The stepmodule that gets checked in AbstractRecurrent.lua is not of nn.Module type as required by assert, it is of nn.StepGRU type. Is this is a bug?

nicholas-leonard commented 6 years ago
th> require 'rnn'
th> stepmodule = nn.SeqGRU(100,100)
th> print(torch.isTypeOf(stepmodule, 'nn.Module'))
true    
th> asserted, message = assert(torch.isTypeOf(stepmodule, 'nn.Module'), torch.type(stepmodule).." expecting nn.Module instance at arg 1")
th> asserted, message = assert(torch.isTypeOf(nil, 'nn.Module'), torch.type(nil).." expecting nn.Module instance at arg 1")
[string "asserted, message = assert(torch.isTypeOf(nil..."]:1: nil expecting nn.Module instance at arg 1
stack traceback:
    ...a/build-Darwin-x86_64-Lua53/share/lua/5.3/trepl/init.lua:32: in function <...a/build-Darwin-x86_64-Lua53/share/lua/5.3/trepl/init.lua:25>
    [C]: in function 'assert'
    [string "asserted, message = assert(torch.isTypeOf(nil..."]:1: in main chunk
    [C]: in function 'xpcall'
    ...a/build-Darwin-x86_64-Lua53/share/lua/5.3/trepl/init.lua:186: in function 'trepl'
    ...arwin-x86_64-Lua53/lib/luarocks/rocks/trepl/scm-1/bin/th:248: in main chunk
    [C]: in ?   
tastyminerals commented 6 years ago

Ok, I will test recurrent-language-model.lua now.

tastyminerals commented 6 years ago

recurrent-langauge-model.lua from rnn/examples also crashes with the same error.
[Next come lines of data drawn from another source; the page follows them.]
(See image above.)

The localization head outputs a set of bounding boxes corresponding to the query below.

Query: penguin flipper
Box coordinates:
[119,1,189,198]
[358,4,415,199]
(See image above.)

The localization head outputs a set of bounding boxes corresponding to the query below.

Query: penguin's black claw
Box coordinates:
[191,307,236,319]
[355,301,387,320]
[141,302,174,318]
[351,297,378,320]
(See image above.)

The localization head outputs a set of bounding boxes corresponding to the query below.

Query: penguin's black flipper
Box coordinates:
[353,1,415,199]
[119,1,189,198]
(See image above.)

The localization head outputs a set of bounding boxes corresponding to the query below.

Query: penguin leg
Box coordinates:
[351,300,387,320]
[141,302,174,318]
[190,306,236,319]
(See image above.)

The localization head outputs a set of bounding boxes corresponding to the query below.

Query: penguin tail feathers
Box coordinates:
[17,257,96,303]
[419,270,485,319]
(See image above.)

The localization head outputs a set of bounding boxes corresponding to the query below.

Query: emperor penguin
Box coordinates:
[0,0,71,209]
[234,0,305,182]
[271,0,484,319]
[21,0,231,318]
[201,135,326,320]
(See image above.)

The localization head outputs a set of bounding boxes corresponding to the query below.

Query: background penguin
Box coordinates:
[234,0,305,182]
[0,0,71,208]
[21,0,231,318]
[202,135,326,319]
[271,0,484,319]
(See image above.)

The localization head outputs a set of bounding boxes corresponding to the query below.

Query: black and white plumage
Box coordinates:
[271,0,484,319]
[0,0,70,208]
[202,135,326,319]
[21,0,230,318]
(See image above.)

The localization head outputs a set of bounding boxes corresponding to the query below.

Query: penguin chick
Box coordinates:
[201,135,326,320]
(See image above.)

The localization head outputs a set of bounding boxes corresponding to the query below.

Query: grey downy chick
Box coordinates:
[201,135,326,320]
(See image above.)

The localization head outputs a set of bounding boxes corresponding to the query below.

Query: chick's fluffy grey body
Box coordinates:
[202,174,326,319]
if opt.gru then -- Gated Recurrent Units
  rnn = nn.RecGRU(inputsize, hiddensize)
  print(torch.isTypeOf(rnn, 'nn.Module'))
  print(torch.type(rnn))
true    
nn.RecGRU   
/home/pavel/torch/install/bin/luajit: ...el/torch/install/share/lua/5.1/rnn/AbstractRecurrent.lua:9: nn.Recursor expecting nn.Module instance at arg 1
stack traceback:
    [C]: in function 'assert'
    ...el/torch/install/share/lua/5.1/rnn/AbstractRecurrent.lua:9: in function '__init'
    /home/pavel/torch/install/share/lua/5.1/rnn/Recursor.lua:10: in function '__init'
    /home/pavel/torch/install/share/lua/5.1/torch/init.lua:91: in function </home/pavel/torch/install/share/lua/5.1/torch/init.lua:87>
    [C]: in function 'Recursor'
    /home/pavel/torch/install/share/lua/5.1/rnn/Sequencer.lua:22: in function '__init'
    /home/pavel/torch/install/share/lua/5.1/torch/init.lua:91: in function </home/pavel/torch/install/share/lua/5.1/torch/init.lua:87>
    [C]: in function 'Sequencer'
    recurrent-language-model.lua:126: in main chunk
    [C]: in function 'dofile'
    ...avel/torch/install/lib/luarocks/rocks/trepl/scm-1/bin/th:150: in main chunk
    [C]: at 0x00405c80

The error occurs on lm:add(nn.Sequencer(stepmodule)) line. So, stepmodule is nn.Sequential instance containing nn.RecGRU and other network containers. I wonder if it is just messed up package install issue due to me constantly switching between old "ElementResearch/rnn" and "torch/rnn"...

tastyminerals commented 6 years ago

The issue was fixed after I removed and reinstalled Torch. Looks like rolling back to ElementResearch/rnn messes up the original installation.